6/19/25 - Pull/Triceps

Weighted Super Wide Pull Ups - 60 x 6, 60 x 6
Weighted BTN Pull Ups - 45 x 6
Small Mag Grip Ghetto Pulldown - 160 x 11, 160 x 11
One Arm Cable Inverted Row - 85 x 9, 85 x 9
Incline One Arm Pushdown - 32.5 x12, 32.5 x 12
EZ Bar Overhead Extensions - 65 x 10, 65 x 10

3 Likes

6/24/25 - Legs

Trap Bar Deadlift - 365 x 1
Belt Squats - 320 x 13, 320 x 15
Unilateral Belt Calf Raises - 105 x 13, 105 x 13
Weighted Pendulum Sissy Squat - 75 x 10, 75 x 10
Unilateral Cable Hamstring Curls - 60 x 11, 60 x 10
One Arm Cable Pushdown - 30 x 12, 30 x 12

Summary

Started off this workout by hitting up a local gym for the trap bar deadlift and ramped up to 365 for a top single, which I was decently happy with considering I never deadlift. Then I drove home (~10 minutes or so) and did the rest of the workout, which I thought went pretty well.


7/2/25 - Chest/Biceps

Reverse Grip Bench Press - 275 x 1, 215 x 7, 215 x 6
AD Press +38 lbs. Chains - 65 x 12, 65 x 10
Paused Weighted Dips - 90 x 10, 90 x 10
Barbell Curls - 85 x 12, 85 x 12
Straight Bar Cable Floor Curls - 50 x 12, 50 x 12

Summary

Did this one pretty fatigued and the bench was very mid…only was able to match my previous max and the rep work suffered a lot. Other than that the rest of the workout was pretty good and I got a pretty good pump from it.

2 Likes

Good to see you plugging away mate.

1 Like

7/10/25 - Back/Triceps

Weighted Super Wide Pull Ups - 60 x 7, 60 x 7
Weighted BTN Pull Ups - 45 x 6
One Arm Ghetto Pulldown - 70 x 11, 70 x 11
Small Mag Grip Cable Inverted Row - 180 x 12, 180 x 12
Incline One Arm Pushdown - 35 x 10, 35 x 10
Overhead Cable Extensions (Straight Bar) - 50 x 12, 50 x 11

3 Likes

7/11/25 - Legs

Belt Squats - 500 x 1, 400 x 12, 400 x 12
Good Mornings - 125 x 12, 125 x 12
Unilateral Belt Calf Raises - 110 x 10, 110 x 10
Weighted Pendulum Sissy Squats - 75 x 11, 75 x 10
Standing Unilateral Cable Hamstring Curls - 20 x 10, 20 x 10
Incline Dumbbell Curls - 20 x 12, 20 x 12


Summary

Super solid leg day, I got another pair of 45s over the weekend so I celebrated by maxing out on belt squats lol…used all of my 45s and my set of 25s so now I want to get more 45s in the near future. XD Going to switch the squat variation and work on bringing up some barbell variations in the near future. Also tried a standing variation of the usual cable hamstring curls and that absolutely fried my hamstrings.
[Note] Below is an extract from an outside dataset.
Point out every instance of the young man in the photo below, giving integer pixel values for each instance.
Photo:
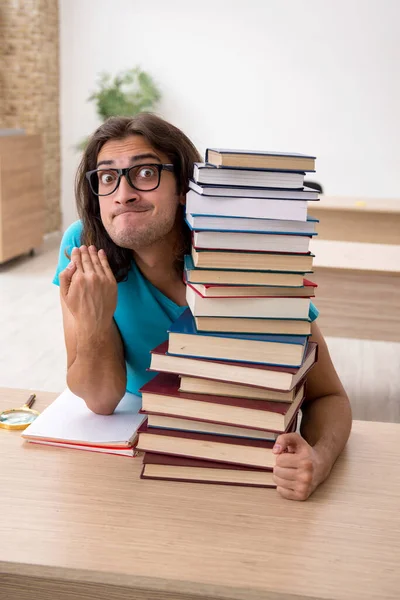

ALSO I just got a pair of the Titan Fitness loadable dumbbell handles and I am absolutely looking forward to starting to incorporate more dumbbell variations…I don’t have enough smaller plates right now to go for super heavy things but I can definitely do a lot even right now and I’m stoked about trying it all out. I’ve never seriously messed around with dumbbells since I’ve never had them in the home gym till now so it’s going to be fun trying out some new stuff. :slight_smile:

3 Likes

7/15/25 - Push/Biceps

Floor Press - 255 x 1, 205 x 8, 205 x 8
Seated BTN Press - 80 x 12, 80 x 10
Dumbbell Flies - 25 x 7, 25 x 8
Dumbbell Hammer Curls - 20 x 14, 20 x 14
Unilateral Cable Curls - 32.5 x 10, 32.5 x 10


Summary

Massive 30-lb. PR on my floor press, it’s been about 3 months since I’ve last done this movement but +30 pounds in three months is pretty good for one of my weaker bench variations–and I was pretty surprised to see it go up by that much if I’m being honest. I’m seeing some small PRs in a lot of variations recently and that makes me hypothesize that my flat bench is about to go up next time I test it. Still feeling like 285-295 is definitely possible for me next time I flat bench, which would be great. Taking it one step at a time and embracing the small PRs, the plus one reps, and such to build it up over time. Going to try hard to make sure my sleep and recovery is better in the next month than it’s been recently as well as dialing in my consistency after a hectic time at work.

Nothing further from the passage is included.